# Geräteschrank für Angelzubehör



## Schwabenhorscht (26. Februar 2005)

Hallo,

wollte mir im Frühjahr eine Art Geräteschrank für mein gesamtes Angelzeug (6 Ruten, Rollen, Kescher, usw) basteln. 
Er sollte etwa so groß sein, wie ein 2-türiger Kleiderschrank.

Hat von Euch zufällig jemand eine Bauanleitung für sowas? 

Habe bei Quelle etwas in der Richtung gesehen:

Geräteschrank

Wäre für jeden Tip dankbar!

Schönes Wochenende wünscht

Schwabenhorscht


----------



## Big Fins (26. Februar 2005)

*AW: Geräteschrank für Angelzubehör*

moin, so einen Geräteschuppen hab ich leider nicht. 
Für meine Ruten hab ich einen Rutenständer ( Verkaufsständer ), wo ca 15-20 Ruten reinpassen.
Meine restlichen Gerätschaften sind hier und da in der Wohnung verteilt, ich hab da keinen speziellen Platz.
ich würde meine Sachen auch nicht in den Keller verbannen, da ich ab und an dran rumhantiere.
Ich denke, Du mußt da mit Dir selbst schauen was Dir gefällt und Platzmäßig hinhaut.

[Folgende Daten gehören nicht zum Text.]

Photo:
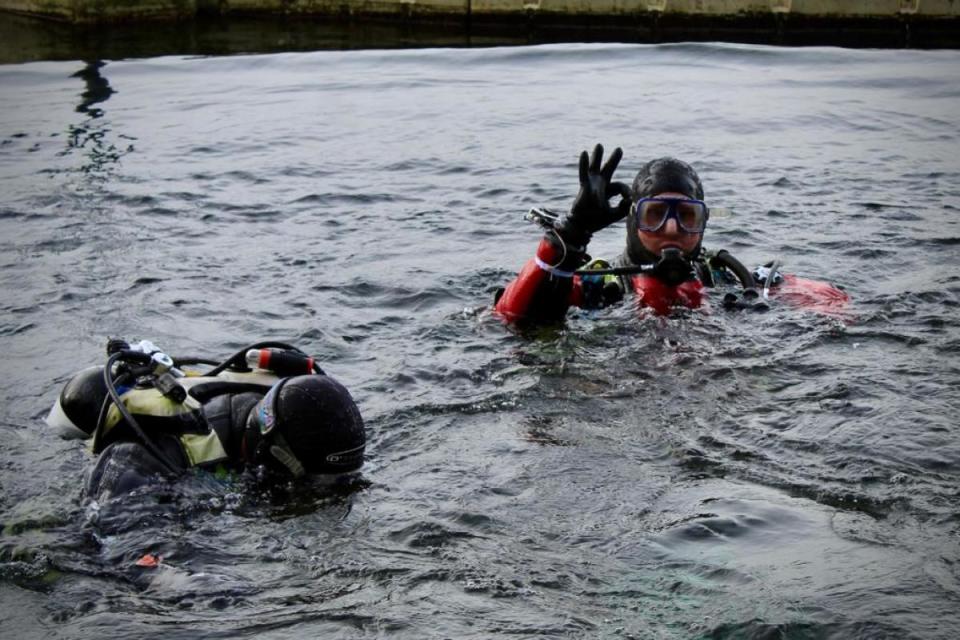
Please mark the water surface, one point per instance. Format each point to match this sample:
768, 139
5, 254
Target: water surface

Aber der Schrank wird ganz sicher seinen Dienst tun.


----------



## marioschreiber (26. Februar 2005)

*AW: Geräteschrank für Angelzubehör*

Der hier ist doch "traumhaft" !









Quelle : http://www.rs-flyfishing.de/


----------



## Karpfenchamp (26. Februar 2005)

*AW: Geräteschrank für Angelzubehör*

Ich habe meine Angelecke neben dem Computerraum in unserer Hobbiwerkstatt(mein Vater baut viele Sachen selbst). Das ist auch im Keller. Da habe ich ein DDR Sideboard mit Fächern und einer Schublade. Neben dem Sideboard ist noch ein kleines anderes Verkramtes Sideboard als Tisch. zwischen den Beiden stehen dann meine Kescher und leere Futterrale. In den Fächern dann das Futter der Koffer der kleine Futtereimer. An der Wand ist dann eine Halterung für leider nur 4 montierte Ruten. Den Rest der Ruten stelle ich dann zu den Futteralen. Man ist das immer eine Unordnung da. So mach ich dass. Aber ein Schrank ist natürlich auch nicht zu verachten und Wahrscheinlich sogar noch Platzsparender


----------



## gismowolf (26. Februar 2005)

*AW: Geräteschrank für Angelzubehör*

Hi!
Ich habe vor ca.20 Jahren zwei unserer alten Schlafzimmerschränke in Vollholzbauart(keine Pressplatten!)in den Keller gestellt und zu Gerätekästen umfunktioniert.Auf die Innenseiten der Türen habe ich Alu-Winkelkantbleche geschraubt
und darauf Bretter mit Lochausschnitten für die Rutengriffe.Die dazupassenden Rutenhalter sind auf den Türinnenseiten befestigt. Seit damals gibt`s bei mir keine verstaubten Ruten und Angelgeräte mehr!!:q #h
Übrigens:Alte,günstige Schränke gibt es auch in Abrahams Trödelläden und second-Hand-Shops.


----------



## Discocvw (27. Februar 2005)

*AW: Geräteschrank für Angelzubehör*

Moin, moin habe mir aus einem alten Bücherregal einen Angelschrank gebaut. Die Ruten sind mit Klettband befestigt und so jederzeit einfach zu entnehmen.


----------



## Ralle76 (27. Februar 2005)

*AW: Geräteschrank für Angelzubehör*

Ich tendier ja zu einem zweitlg. Spint. 
Ich schau immer wieder mal bei Ebay rein.
Wenn man das Teil abholt, sollte das so um die 20Euronen kosten.


----------



## Hechthunter21 (27. Februar 2005)

*AW: Geräteschrank für Angelzubehör*



			
				Discocvw schrieb:
			
		

> Moin, moin habe mir aus einem alten Bücherregal einen Angelschrank gebaut. Die Ruten sind mit Klettband befestigt und so jederzeit einfach zu entnehmen.


 
*Beim ersten hinsehen*
*dachte ich Typisch Deutsch...|kopfkrat* !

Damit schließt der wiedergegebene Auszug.